Taking outreach to extremes

17 February 2010

Here is a video from a meeting of Society Outreach, a group which organises regular meetings in Parliament to discuss Middle Eastern matters. It is the last in a 10-part record of the meeting on youtube.

The meeting is chaired by Lord Nazir Ahmed. On the panel is Oliver Miles, recently in the news for pointing out the vital information that there are two Jews on the Chilcott Inquiry, here speaking in his capacity as a former British ambassador to Libya.

At about 6:20, a familiar face makes a contribution to the debate: Lady Michele Renouf, probably Britain's most prolific - and certainly most glamorous - Holocaust denier.

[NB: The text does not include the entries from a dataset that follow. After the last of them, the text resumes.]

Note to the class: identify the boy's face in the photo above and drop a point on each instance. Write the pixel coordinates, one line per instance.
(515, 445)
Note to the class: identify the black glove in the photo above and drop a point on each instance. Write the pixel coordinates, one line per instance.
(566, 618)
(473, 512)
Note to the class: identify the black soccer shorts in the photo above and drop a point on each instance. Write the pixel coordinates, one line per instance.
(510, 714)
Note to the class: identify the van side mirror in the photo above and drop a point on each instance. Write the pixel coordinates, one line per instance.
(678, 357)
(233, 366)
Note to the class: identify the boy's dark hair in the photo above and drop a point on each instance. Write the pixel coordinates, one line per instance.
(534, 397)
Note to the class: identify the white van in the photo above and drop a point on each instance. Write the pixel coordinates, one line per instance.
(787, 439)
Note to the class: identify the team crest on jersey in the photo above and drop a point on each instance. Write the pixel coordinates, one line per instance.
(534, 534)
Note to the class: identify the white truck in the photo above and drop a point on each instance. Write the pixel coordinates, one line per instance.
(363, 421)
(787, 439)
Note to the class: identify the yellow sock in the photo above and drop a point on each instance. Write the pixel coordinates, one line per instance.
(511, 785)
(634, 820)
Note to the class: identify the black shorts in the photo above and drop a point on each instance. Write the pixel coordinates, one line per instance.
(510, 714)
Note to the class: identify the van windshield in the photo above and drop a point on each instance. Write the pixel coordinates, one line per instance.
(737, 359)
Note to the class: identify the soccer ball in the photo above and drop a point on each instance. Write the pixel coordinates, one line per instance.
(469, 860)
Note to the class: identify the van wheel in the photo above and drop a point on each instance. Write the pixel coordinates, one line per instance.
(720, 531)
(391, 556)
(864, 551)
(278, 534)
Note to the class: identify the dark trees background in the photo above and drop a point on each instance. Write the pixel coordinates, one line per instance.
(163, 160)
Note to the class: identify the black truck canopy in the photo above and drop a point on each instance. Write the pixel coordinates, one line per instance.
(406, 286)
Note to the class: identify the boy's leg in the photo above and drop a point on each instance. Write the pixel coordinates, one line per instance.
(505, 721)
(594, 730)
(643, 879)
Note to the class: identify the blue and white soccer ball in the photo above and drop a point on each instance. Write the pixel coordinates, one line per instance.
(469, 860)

Renouf has an ingenious solution for the Israel/Palestine conflict, which involves Israel being dismantled and all "those people" - which seems to include European Jews - moving to eastern Russia:

...most of the conflicts we are talking about are as a consequence of the pirate in Palestine and the absolutely criminal state that needn't  exist, because - and I run a campaign about it - there is a first Jewish homeland in Birobidzhan, it's been peacefully set up since 1928, it is still there to receive European Jews, and there was no need morally or in any sense after 1945 for those people to pirate Palestine. And this is the issue that we don't want to face and the British [UN] veto arises from this nonsense." (applause)

Watching this video, as the applause subsided I wondered what the reaction in the room would be to such an outrageous suggestion, straight out of the canon of pre-war 'Jewish Problem' theorising. I was to be very disappointed, and the most depressing thing of all is that I wasn't surprised.

Nobody - not Lord Ahmed as  meeting chair, or the panellists, or anyone in the audience expressed any objection. I'm perfectly willing to accept that Lord Ahmed, Oliver Miles and the rest don't know who Renouf is and didn't agree with her. Perhaps they just weren't listening properly - although the applause suggests that at least some people heard her clearly enough. But racism needs to be challenged whenever and wherever it appears, and the fact that not one person in the room felt moved to object is very troubling indeed.